Delft University of Technology

Delft University of Technology

Maarten van Ham is professor of Urban Geography at the Department of Urbanisms, Faculty of Architecture and the Built Environment, Delft University of Technology.

Maarten studied economic geography at Utrecht University, where he obtained his PhD with honours in 2002. He worked at the University of Amsterdam and Utrecht University and was affiliated with the Max Planck Institute in Berlin. In 2006 he was appointed Director of the Centre for Housing Research (CHR) at the University of St Andrews for six years. In 2011 he was appointed full Professor of Geography at the University of St Andrews in the UK and full Professor of Urban Geography at Delft University of Technology in the Netherlands.
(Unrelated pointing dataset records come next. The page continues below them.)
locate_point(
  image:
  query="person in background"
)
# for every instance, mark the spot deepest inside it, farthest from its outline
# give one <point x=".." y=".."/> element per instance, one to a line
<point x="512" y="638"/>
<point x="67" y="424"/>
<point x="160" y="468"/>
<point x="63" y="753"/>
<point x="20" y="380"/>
Maarten has published over 120 academic papers and 11 edited books. He is a highly cited academic with research projects in the UK, The Netherlands, Germany, Sweden, Finland, Lithuania, Estonia, Spain, Egypt and China. Maarten has expertise in the fields of urban poverty and inequality, segregation, residential mobility and migration; neighbourhood effects; urban and neighbourhood change; housing market behaviour and housing choice; geography of labour markets; spatial mismatch of workers and employment opportunities. In 2014 Maarten was awarded an European Research Council grant to investigate Socio-spatial inequality, deprived neighbourhoods, and neighbourhood effects (DEPRIVEDHOODS), see http://www.deprivedhoods.eu/. One of the major outcomes of this project are two books on socio-economic segregation in European cities and globally. The European book is called Socio-Economic Segregation in European Capital Cities. East meets West (https://doi.org/10.4324/9781315758879) The book with 24 case study cities from all over the world is called Urban Socio-Economic Segregation and Income Inequality. A Global Perspective (https://doi.org/10.1007/978-3-030-64569-4). Both books show that globally, with rising inequality, cities are becoming more socio-economically segregated: poor and rich are increasingly living separated. The books also show that the geography of urban inequality is changing as affluence is concentrating in the central attractive parts of cities, while poverty is suburbanising.